The Commitment of Traders (commonly referred to as the COT) report has been published by the Commodity Futures Trading Commission since 1962 and provides information on the open interest of futures contracts. The report, which can be found at www.cftc.gov, is published every Friday and contains the data from the previous Tuesday. A futures contract is a derivative which gets its value from an underlying asset. It is traded to either profit from future values of the asset or to hedge a position in the asset against a drop in price. The COT shows open interest in a multitude of commodity, currency, and stock index futures. Open interest differs from volume in that volume is the number of contracts actually traded per day while open interest is the number of contracts entered into, either long or short, that have not been offset by transactions or exercise. They are new or open contracts which may offer clues as to what the traders are anticipating price to do in the asset. This information can be used to assist us in our own trading decisions whether we are trading currency, commodities, futures, options, or even stocks.
The COT breaks down open longs and shorts into three categories. We have the Commercials, the Non-Commercials, and the Non-Reportables (also known as speculators). The Commercials are people or businesses that deal directly with the underlying asset such as farmers, miners, and international businesses. With commodity futures, they understand the true supply and demand of the asset and are trying to hedge against future price movement that could hurt operating profits. They are not usually trying to profit from the futures contract itself. Stock index futures are used to hedge institutional portfolios and for arbitrage opportunities. The non-commercials are large speculators and can represent “smart money.” They are speculating on the future movement of the trend in the underlying asset. The non-reportable positions are the so called “dumb money.” There are the small individual traders trying to play the direction of the markets for profit and are often wrong.
The COT provides the open interest for both longs and shorts for all three categories of traders. Subtract the net shorts from the net longs in each category to see if the commercials, non-commercials, and small traders are net long or net short. To use the COT data, many trading platforms like Tradestation will allow you to chart the data as an indicator. Look to see if the traders are going net long or net short? Are they increasing their longs or their shorts? To trade with the trend, follow the non-commercials. Remember, this is the “smart money” that seeks to profit from price movement in the futures contract. If they are net short and increasing their shorts, look to go short yourself. If they are net long and increasing their net longs, look to open longs as well.

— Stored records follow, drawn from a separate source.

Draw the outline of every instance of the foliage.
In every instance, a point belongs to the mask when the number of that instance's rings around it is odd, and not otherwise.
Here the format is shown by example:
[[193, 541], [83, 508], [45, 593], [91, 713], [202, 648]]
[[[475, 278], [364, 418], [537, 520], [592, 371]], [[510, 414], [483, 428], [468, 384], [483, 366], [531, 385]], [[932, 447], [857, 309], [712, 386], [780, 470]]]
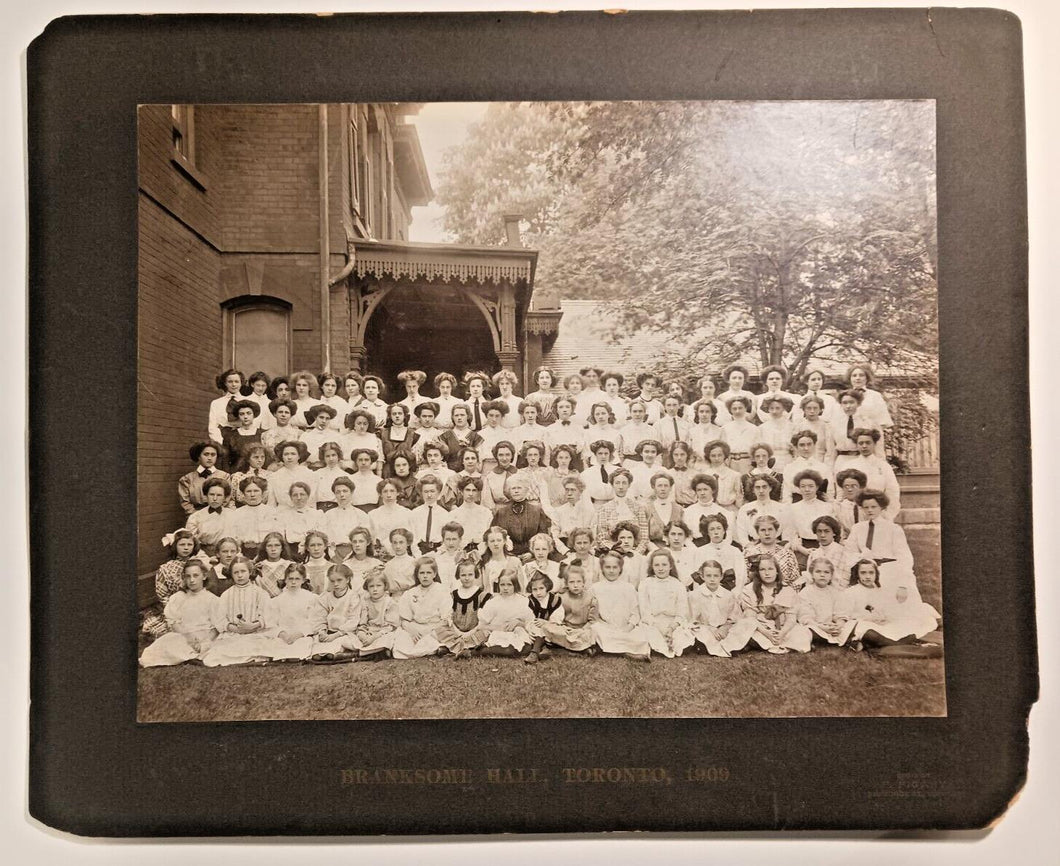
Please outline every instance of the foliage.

The most powerful trading signal comes when the commercials and speculators are trending in one direction while the non-commercials, are trending in the opposite. The divergence of these groups shows the professionals taking money from the public and you should definitely follow the professionals for greater probability of success.
The following chart shows the S&P 500 Futures on a weekly chart with the COT Net Position as an indicator below. Look at how the divergences and the non-commercials indicated the trend. They seemed to trade in the correct direction. A similar picture was painted in early 2009 when the professionals bought ahead of the market bottom while many traders sold off into the decline.
Watch the markets carefully and especially the large traders… they will lead the way. There is a lot of market noise in the news today. Worries about sovereign debt, elections, possible inflation, etc., are weighing on everyone’s mind. Trade in the direction that the markets and your charts tell you, and look for clues from the smart money.